A decisão por permanecer passou muito mais pela relação que tem com quem convive no dia a dia da Academia de Futebol e sua relação com a torcida do que as conversas com a cúpula. Piquerez declarou, inclusive, que o elenco apoia sua volta.

Um dos maiores campeões da história do Verdão com 12 taças, ele passou desde sábado recebendo pessoas próximas que trabalharam para convencê-lo a não sair.

Entre elas, lideranças da Mancha Alviverde, principal torcida organizada do Palmeiras, e que têm amizade com o atacante. Domingo, ele comunicou o desejo de ficar a Abel Ferreira. Só que a entrevista de Leila parecia sepultar qualquer chance de reconciliação.

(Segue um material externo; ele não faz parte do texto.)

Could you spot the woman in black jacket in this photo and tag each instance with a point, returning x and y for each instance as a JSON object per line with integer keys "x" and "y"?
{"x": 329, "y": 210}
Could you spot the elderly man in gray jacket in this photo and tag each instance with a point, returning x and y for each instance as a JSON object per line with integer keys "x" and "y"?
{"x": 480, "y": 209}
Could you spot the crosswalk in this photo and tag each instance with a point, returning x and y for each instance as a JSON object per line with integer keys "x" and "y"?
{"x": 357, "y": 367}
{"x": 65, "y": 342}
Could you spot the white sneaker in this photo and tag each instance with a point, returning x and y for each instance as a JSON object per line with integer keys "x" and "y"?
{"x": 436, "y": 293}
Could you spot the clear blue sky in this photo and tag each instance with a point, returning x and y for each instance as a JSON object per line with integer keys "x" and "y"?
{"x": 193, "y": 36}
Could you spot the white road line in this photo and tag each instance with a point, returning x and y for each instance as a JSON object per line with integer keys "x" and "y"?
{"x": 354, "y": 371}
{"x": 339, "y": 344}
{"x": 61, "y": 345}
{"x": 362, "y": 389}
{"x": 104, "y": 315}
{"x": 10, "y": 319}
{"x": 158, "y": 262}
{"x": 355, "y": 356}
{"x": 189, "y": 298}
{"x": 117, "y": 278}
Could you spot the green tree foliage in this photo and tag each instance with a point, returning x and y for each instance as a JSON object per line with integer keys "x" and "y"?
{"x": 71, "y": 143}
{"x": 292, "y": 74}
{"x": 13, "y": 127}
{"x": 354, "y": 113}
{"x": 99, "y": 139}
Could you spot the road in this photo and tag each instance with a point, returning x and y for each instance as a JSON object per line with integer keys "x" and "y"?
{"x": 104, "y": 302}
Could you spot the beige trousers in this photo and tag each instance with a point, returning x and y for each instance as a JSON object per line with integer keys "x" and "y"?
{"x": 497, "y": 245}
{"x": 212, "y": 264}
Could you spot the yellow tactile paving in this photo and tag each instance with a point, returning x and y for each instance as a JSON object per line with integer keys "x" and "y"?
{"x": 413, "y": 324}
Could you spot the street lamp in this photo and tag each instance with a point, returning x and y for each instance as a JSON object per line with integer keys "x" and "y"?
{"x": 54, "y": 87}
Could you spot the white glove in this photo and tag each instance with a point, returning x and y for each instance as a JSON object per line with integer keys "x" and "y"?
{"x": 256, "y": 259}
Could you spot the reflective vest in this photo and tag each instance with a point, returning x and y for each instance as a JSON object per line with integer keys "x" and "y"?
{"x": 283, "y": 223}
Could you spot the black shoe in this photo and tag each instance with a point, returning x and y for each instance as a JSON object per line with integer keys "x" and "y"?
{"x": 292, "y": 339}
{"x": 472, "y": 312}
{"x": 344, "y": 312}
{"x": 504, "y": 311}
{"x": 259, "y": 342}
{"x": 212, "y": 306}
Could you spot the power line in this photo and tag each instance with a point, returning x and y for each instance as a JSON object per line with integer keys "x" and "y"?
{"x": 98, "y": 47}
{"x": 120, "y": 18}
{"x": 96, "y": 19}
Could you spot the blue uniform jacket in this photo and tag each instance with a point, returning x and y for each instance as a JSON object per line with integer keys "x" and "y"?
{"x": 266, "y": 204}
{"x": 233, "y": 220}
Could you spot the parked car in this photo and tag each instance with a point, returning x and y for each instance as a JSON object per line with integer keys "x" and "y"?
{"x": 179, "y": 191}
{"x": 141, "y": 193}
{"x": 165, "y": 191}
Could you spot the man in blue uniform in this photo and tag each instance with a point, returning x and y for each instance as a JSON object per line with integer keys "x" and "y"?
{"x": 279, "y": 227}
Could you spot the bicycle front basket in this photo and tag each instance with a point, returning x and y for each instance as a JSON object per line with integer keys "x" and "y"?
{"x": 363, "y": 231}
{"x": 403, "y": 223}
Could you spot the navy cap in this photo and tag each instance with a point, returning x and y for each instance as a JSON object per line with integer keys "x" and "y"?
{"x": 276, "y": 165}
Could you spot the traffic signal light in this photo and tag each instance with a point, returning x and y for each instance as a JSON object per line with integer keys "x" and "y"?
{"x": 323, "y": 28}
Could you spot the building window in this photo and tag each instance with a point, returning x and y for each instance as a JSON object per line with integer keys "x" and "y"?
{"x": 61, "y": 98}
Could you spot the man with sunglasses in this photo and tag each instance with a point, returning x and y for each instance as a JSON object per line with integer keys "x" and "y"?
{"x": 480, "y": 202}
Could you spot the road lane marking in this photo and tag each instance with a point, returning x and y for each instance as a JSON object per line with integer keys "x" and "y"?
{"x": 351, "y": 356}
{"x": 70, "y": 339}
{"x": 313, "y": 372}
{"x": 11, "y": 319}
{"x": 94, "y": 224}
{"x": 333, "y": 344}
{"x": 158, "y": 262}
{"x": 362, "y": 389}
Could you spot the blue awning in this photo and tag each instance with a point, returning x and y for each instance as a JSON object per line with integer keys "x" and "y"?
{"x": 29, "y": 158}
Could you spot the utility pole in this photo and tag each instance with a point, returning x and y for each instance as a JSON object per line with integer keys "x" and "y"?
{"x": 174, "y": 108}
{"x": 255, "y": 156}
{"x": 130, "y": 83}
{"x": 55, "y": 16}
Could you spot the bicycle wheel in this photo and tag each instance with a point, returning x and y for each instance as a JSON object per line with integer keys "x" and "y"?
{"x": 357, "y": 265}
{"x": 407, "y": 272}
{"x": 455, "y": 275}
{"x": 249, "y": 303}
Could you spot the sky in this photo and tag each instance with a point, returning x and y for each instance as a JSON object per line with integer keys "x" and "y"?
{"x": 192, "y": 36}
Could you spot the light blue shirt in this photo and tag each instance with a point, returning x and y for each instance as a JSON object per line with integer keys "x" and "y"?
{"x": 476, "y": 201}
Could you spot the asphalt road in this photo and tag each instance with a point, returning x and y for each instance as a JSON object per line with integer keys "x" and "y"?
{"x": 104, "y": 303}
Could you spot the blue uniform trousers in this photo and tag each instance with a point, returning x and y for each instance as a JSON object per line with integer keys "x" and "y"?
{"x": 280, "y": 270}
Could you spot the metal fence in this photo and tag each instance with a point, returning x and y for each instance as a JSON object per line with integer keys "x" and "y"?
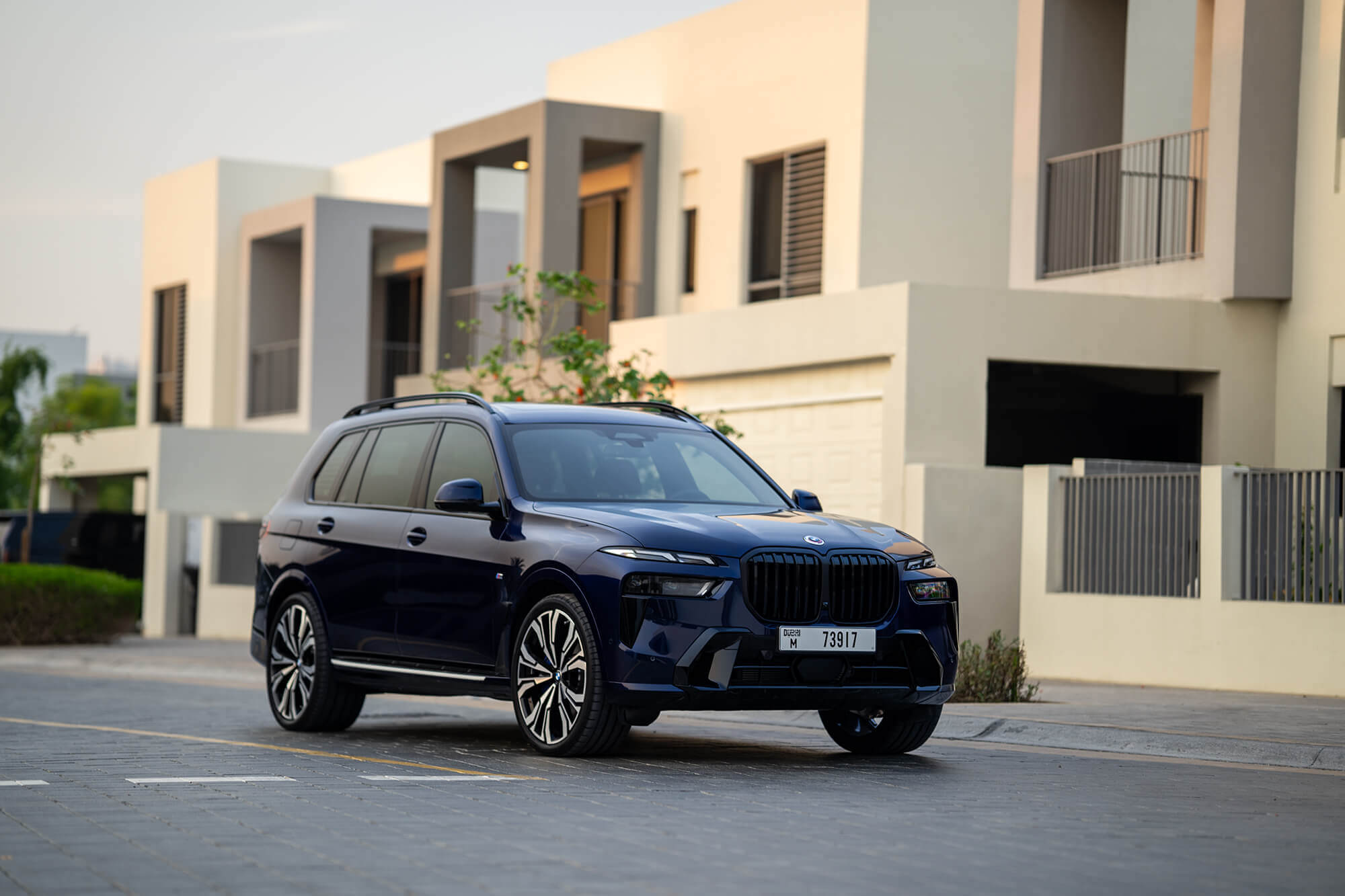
{"x": 274, "y": 378}
{"x": 1132, "y": 204}
{"x": 1133, "y": 534}
{"x": 1293, "y": 536}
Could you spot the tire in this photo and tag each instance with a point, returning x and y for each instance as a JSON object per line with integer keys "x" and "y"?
{"x": 302, "y": 688}
{"x": 560, "y": 697}
{"x": 895, "y": 731}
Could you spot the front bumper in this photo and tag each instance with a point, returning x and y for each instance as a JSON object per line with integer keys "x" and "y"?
{"x": 718, "y": 654}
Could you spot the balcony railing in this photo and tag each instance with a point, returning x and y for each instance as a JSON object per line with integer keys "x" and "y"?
{"x": 621, "y": 300}
{"x": 1133, "y": 204}
{"x": 274, "y": 378}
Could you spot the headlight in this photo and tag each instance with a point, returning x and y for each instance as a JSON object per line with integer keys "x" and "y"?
{"x": 664, "y": 556}
{"x": 931, "y": 591}
{"x": 648, "y": 585}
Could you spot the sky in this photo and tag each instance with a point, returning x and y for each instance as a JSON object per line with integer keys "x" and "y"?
{"x": 99, "y": 96}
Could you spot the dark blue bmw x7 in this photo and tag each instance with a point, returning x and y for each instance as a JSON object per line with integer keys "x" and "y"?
{"x": 595, "y": 565}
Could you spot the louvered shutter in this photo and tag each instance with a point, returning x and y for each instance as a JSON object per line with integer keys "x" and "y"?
{"x": 805, "y": 177}
{"x": 181, "y": 354}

Dudu optou por não rebater diretamente a presidente, embora tenha dito o oposto dela, de que seu ciclo no clube ainda não acabou.

– Realmente, recebi uma proposta muito boa e fiquei balançado. Talvez, eu nunca mais receba uma oportunidade como essa. Tenho 32 anos e me ofereceram 4 anos de contrato. O Cruzeiro é um clube que tenho um enorme carinho e agradeço, demais, pelo reconhecimento, mas sinto que, neste momento, ainda não é a hora de sair e de encerrar o meu ciclo no Palmeiras – escreveu.

Abel Ferreira, também, mostrou esperar a volta do camisa 7. Ele tratou de se afastar da "novela" envolvendo a negociação com o Cruzeiro e entende que o atacante pode se tornar mais uma opção para um setor que em breve contará com Felipe Anderson e Maurício.

– Só olhar os números. Olhem e vejam jogos que jogou, títulos, para depois não virem arranjar histórias. Não jogo contra nenhum jogador do Palmeiras. A não ser no rachão. São meus jogadores e eu dependo deles. Todos precisam do meu amor, carinho e atenção – respondeu Abel.

– Em agosto fiquei sem menos uma opção, sem o Dudu. Como a presidente falou, ele tem contrato até 2025 e meu desejo é que rapidamente possa voltar a fazer gols, atacar, defender, que é o que esperamos de um jogador do nível dele – completou.

O atacante volta aos trabalhos na Academia de Futebol nesta terça-feira, aliviado por permanecer no clube em que iniciou sua trajetória em 2015, mas sabendo que conviverá com uma expectativa ainda maior neste retorno após a cirurgia no joelho.

Já a diretoria do Palmeiras recebe de volta um dos maiores nomes da história do clube depois de deixar claro o desejo de que ele fosse embora. Uma relação que precisará ser reconstruída.